Today’s guest post comes to us from Timothy J. Wengert for LivingLutheran.com.
As we commemorate the 500th anniversary of the Reformation, Living Lutheran is exploring 500 of its unique aspects, continuing the series this month with 50 Reformation things you may not know about Martin Luther.
This list is not meant as an all-encompassing compendium of everything essential to the Reformation and its theology, but rather as a glimpse of the variety of ways the movement that Luther sparked in 1517 would influence the history of the world.
- Martin Luther did not think of himself as a reformer of the church. He felt that that job belonged only to Jesus Christ; Luther was merely a John the Baptist, pointing to the Lamb of God.
- Luther was not exactly from peasant stock. His father—whose father was a farmer—ended up a well-to-do mine owner, and his mother’s family, the Lindemanns, included a mayor of Eisenach, Thuringia, in Germany.

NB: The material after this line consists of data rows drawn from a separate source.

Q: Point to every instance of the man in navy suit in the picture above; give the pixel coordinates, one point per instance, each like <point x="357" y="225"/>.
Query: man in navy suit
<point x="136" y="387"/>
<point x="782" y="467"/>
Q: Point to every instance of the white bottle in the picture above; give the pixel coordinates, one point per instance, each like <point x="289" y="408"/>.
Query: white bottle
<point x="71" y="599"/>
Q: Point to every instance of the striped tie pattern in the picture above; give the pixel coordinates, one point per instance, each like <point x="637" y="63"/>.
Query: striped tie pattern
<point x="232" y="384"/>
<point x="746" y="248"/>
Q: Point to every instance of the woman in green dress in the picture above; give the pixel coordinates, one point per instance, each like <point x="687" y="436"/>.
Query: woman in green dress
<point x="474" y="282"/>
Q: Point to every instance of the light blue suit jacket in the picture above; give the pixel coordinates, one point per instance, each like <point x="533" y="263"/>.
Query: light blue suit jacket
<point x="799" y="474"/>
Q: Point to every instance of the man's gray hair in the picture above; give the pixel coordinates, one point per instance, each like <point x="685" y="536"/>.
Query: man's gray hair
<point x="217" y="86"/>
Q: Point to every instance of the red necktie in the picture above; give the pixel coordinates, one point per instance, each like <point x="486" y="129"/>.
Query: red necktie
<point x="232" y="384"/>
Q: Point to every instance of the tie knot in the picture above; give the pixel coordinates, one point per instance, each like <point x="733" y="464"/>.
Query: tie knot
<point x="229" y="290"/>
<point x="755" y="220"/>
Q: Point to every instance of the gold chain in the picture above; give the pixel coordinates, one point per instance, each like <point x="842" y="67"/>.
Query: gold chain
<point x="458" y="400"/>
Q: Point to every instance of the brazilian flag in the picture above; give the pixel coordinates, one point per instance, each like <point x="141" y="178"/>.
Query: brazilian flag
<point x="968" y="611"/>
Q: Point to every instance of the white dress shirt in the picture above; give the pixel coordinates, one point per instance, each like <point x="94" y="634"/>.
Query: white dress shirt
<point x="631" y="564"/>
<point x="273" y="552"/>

- The 95 Theses may or may not have been posted on the University of Wittenberg’s “bulletin board” (the Castle Church door) on October 31, 1517—but they were posted in the mail to the Archbishop of Mainz, Albrecht von Brandenburg.
- Luther’s chief complaint in the 95 Theses was bad preaching and how it undermined the listeners’ faith in God.
- In the 16th century, Luther would’ve posted a university notice like the 95 Theses with wax or paste, not hammer and nails. The depiction of Luther hammering the Theses first appeared in 1717.